Examples include the Black Saturday fires of 2009 and the Canberra fires of 2003.
“It’s those compound events that are going to be most challenging going forward in terms of adapting to climate change in Australia,” Dr Braganza said.
But it is not drier everywhere. The report said rainfall during the northern wet season has been very much above average for the last twenty years.
“It’s very likely that is, in part, driven by the increase in sea surface temperatures,” Dr Braganza said.
Extreme rainfall events are also becoming more intense.
As the atmosphere warms, its capacity to hold water increases.
Rainfall is expected to increase by around 7 per cent per degree of warming and the statement said that observations in Australia generally show a larger than 7 per cent increase.
What about the future?
This Christmas carol is not going to have a redemption arc by morning.
“It takes some time to warm the oceans and that’s where a lot of the energy and the enhanced greenhouse effect is going,” Dr Braganza said.
“As the oceans continue to warm due to the emissions that we’ve historically put in the atmosphere, we can pretty much expect a commitment of further warming out to 2030 or 2040 by as much as another half a degree.”

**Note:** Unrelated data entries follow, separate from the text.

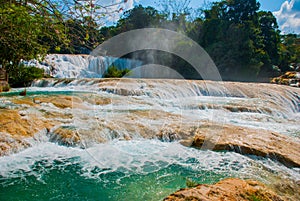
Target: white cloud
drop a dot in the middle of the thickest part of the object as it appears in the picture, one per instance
(115, 11)
(288, 16)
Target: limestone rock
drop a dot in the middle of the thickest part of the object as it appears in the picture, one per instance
(248, 141)
(229, 190)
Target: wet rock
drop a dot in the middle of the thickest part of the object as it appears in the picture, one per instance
(61, 101)
(229, 190)
(15, 129)
(249, 142)
(65, 135)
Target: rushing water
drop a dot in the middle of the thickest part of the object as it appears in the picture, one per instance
(119, 170)
(142, 169)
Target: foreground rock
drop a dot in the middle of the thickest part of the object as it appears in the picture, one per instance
(248, 141)
(229, 190)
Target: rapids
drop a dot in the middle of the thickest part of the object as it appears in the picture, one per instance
(118, 139)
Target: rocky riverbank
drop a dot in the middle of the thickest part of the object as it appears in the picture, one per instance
(256, 120)
(236, 190)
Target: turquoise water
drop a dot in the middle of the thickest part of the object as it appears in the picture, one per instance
(68, 184)
(42, 92)
(137, 170)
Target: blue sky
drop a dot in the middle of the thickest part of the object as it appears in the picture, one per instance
(287, 12)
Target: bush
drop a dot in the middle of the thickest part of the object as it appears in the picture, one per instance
(4, 87)
(22, 76)
(114, 72)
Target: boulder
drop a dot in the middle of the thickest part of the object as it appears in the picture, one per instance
(229, 190)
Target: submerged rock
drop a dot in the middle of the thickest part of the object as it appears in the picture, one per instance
(229, 190)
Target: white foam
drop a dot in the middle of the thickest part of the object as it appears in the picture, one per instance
(135, 157)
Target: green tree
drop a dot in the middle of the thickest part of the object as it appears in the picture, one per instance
(289, 51)
(24, 26)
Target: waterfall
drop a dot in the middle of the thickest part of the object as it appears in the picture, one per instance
(81, 66)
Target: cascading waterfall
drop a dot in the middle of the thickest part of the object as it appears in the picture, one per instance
(121, 130)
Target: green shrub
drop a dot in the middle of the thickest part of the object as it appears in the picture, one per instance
(114, 72)
(4, 88)
(22, 76)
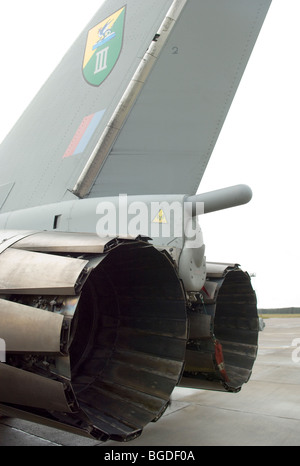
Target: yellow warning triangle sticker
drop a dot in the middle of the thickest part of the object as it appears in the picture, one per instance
(160, 217)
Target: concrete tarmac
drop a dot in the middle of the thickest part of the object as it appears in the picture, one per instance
(265, 413)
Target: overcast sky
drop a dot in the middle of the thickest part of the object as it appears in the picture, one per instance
(258, 145)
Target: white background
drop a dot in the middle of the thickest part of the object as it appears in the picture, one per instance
(259, 144)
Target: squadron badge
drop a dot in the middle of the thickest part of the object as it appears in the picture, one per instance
(103, 48)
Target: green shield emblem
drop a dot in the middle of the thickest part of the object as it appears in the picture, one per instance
(103, 48)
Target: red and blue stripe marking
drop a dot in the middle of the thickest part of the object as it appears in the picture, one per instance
(84, 134)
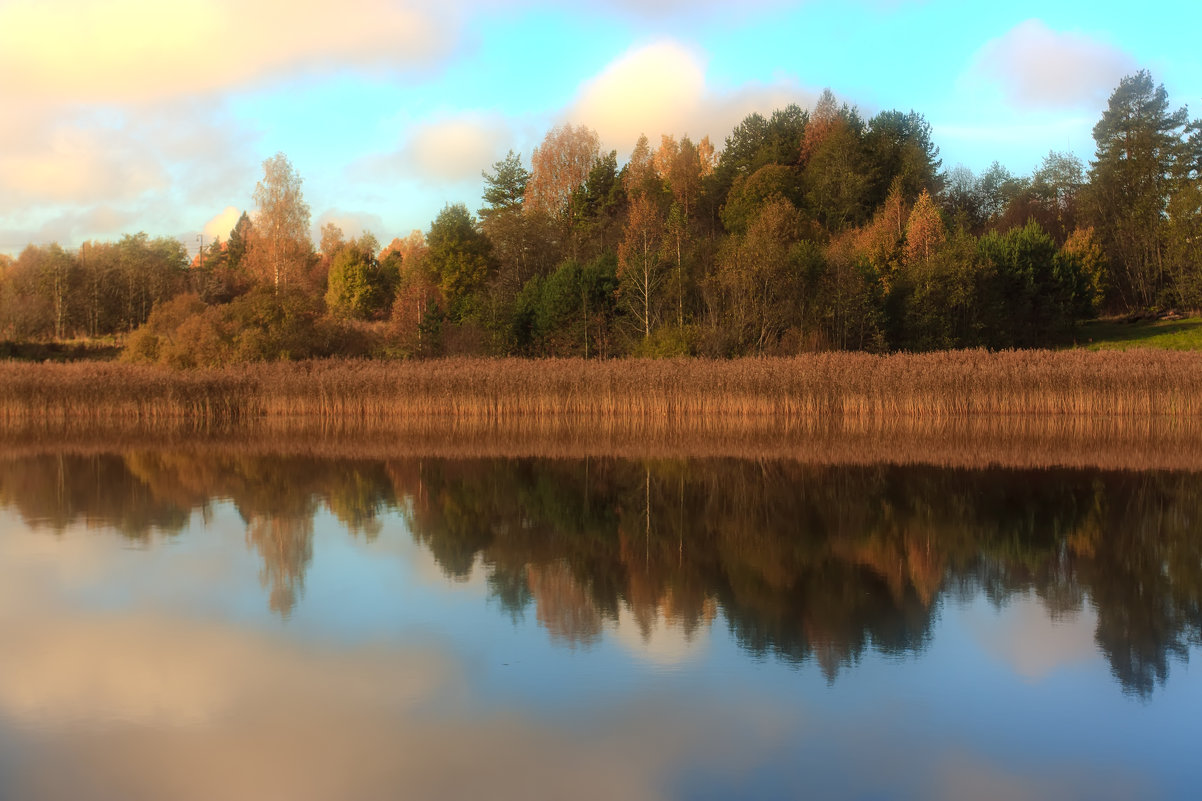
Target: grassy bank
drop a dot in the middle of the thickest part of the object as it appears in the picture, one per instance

Dr Cleugh said we will see global ocean temperatures and ocean acidification continuing to rise because we have got a lot of the energy already locked in from past emissions.
“The temperature will increase and that will continue to contribute to the increasing number of hot days, heat extremes, and fewer cold days,” she said.
“We expect tropical cyclones to decrease in number, but potentially increase in intensity.
“Extreme rainfall events are likely to become more intense.
“The harsher fire weather, particularly in southern and eastern Australia, will continue into the future and the trends in rainfall are likely to continue.”